Tarihi bir vesika olan Belâzuri’nin verdiği bilgiye göre Mekke’de 17, Medine’de 11 kişi okuma-yazma bilmekte iken Hz. Nebi(as) bölgede, bir seferberlik başlattı. 23 yılın sonunda hesabı tutulamayacak nispette okuma-yazma bilen kişi oranına ulaşıldı .Bedir Gazvesi ’nden sonra esir alınan Müşriklerden, 10 Müslümana okuma-yazma öğretenler tekrar özgürlüklerini elde etmişlerdir. Ehl-i Beyt ’ten bazıları bu süreçte okuma yazmayı öğrenirken bazıları sadece okumayı bazıları da çok az okuma-yazmayı öğrenebildiler.. Hz. Aişe ve Ümmü Seleme validelerimiz okumayı öğrenirken, yazıyı öğrenemediler.. Hafsa validemiz okumayı Şifa el-Adviye’den öğrenince, Efendimizin “Keşke Hafsa ’ya okumayı öğrettiğin gibi, yazmayı da öğretseydin” dediği. Hz. Şifa’nın da bu talep gereği Hz. Hafsa ‘ya yazıyı da öğrettiği kayıtlıdır.
Hz. Peygamberin(sav) okuma –yazma bildiğini savunan Müsteşrikler ile bazı Müslümanlardan oluşan farklı bir kesimin olduğunu biliyoruz. Bu gruptakiler iki mühim zaviyeden yaklaşıyorlar olaya: Bir kısmına göre Yüce Allah, Peygamberimize her bakımdan hususi bir güç ve hususi bilgi vermiştir. Nübüvvetten sonra zaten mevcut olan kabiliyetler kendiliğinden zuhur etmiştir; ayrıca bir çabaya ihtiyaç duymamıştır. Bu anlayışta olanlardaki aşırı ismet gayreti hemen göze batmaktadır. Hâlbuki Efendimizin böyle aşırı yüceltmeci bir övgüye muhtaç olmadığını izaha lüzum dahi yoktur. Bir kısım garazkâr müsteşrikler ise bu meseleyi nübüvveti inkâr için basamak yapmaya gayret ederler. Onların batıl ve mürîp iddiasına göre Nebi(as), mükemmel bir biçimde okuma-yazma bilmesine rağmen, ibadet şekillerinin, kıssaların, ahlaki esasların Kitab-ı Mukaddes’ten iktibas edildiği ortaya çıkmasın diye- mahsus- okuma –yazma bilmiyor gibi davranmıştır. Tabi bu anlayış İslam’dan nefret eden Batılı oryantalistler için normaldir. Üzücü olan husus ise son bir asra yakın zamandan beri yeni bir anlayışın kimi ilahiyatçılar tarafından dillendirilen görüşlerin ve iddiaların – çoğunlukla - müsteşriklere ait olmasıdır.

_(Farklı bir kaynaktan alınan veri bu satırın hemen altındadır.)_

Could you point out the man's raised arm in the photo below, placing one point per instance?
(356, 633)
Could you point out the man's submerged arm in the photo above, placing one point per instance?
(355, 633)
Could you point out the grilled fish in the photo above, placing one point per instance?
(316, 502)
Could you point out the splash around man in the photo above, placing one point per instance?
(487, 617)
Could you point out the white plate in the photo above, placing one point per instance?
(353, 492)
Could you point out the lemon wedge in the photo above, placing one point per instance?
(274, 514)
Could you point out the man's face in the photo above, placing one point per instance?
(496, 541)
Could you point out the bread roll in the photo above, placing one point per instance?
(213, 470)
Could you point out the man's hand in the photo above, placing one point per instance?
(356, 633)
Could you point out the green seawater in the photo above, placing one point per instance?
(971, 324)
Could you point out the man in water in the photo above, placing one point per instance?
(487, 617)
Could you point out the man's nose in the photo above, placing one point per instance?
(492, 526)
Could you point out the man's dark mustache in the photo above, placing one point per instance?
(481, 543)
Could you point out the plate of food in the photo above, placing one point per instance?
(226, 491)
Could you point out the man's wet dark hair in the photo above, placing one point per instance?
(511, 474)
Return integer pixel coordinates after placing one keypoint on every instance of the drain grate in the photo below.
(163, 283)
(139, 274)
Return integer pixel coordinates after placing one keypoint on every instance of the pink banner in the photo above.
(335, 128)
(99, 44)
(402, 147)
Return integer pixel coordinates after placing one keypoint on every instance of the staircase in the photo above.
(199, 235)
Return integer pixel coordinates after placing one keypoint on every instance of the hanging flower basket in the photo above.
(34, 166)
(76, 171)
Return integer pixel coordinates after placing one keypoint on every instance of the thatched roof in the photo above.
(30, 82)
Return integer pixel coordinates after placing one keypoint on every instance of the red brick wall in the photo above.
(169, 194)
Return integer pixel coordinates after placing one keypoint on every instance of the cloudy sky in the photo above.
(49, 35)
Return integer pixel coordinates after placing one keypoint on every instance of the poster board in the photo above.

Müsteşriklerin Peygamberimizin okuma-yazma bildiğini iddia etmelerinin iyi niyetli olmayan bir gayesi vardır: Onlar, bu iddialarıyla, güya, Resulullah’ın 12 yaşında bir çocuk iken amcası Ebu Talip ile Şam’a ticaret amacıyla gittiği, orada karşılaştığı rahip Bahira’dan geçmiş kitapların bilgisini alarak yazdığı, sonra da ihtiyaca göre, vahiy geldi, diyerek yazıp insanlara duyurduğunun alt yapısını oluşturduklarını zannediyorlar. Hâlbuki böyle bir şeyin muhal olduğu en basit akıl yürütmeyle dahi rahatlıkla çürütülebilir. O yaşta bir çocuk süper bir okuma-yazmaya sahip olsa bile, bugün, Kur’an’da mevcut bütün hususları nasıl ve ne şekilde öğrendiği, hangi defterlere kaydedip 30-40 yıl boyunca muhafaza ettiği, ardından bu bilgilere dayanarak mükemmel bir kitabı nasıl yazdığı soruları cevapsız kalır. Kaldı ki akli delillerden daha önemli olan Ankebut suresinin 48. ayeti - zorlama tevillere girişilmez ise- Hz. Muhammed(sav)’in risalet öncesi okuma-yazma bilmediğini kat’i surette beyan etmektedir.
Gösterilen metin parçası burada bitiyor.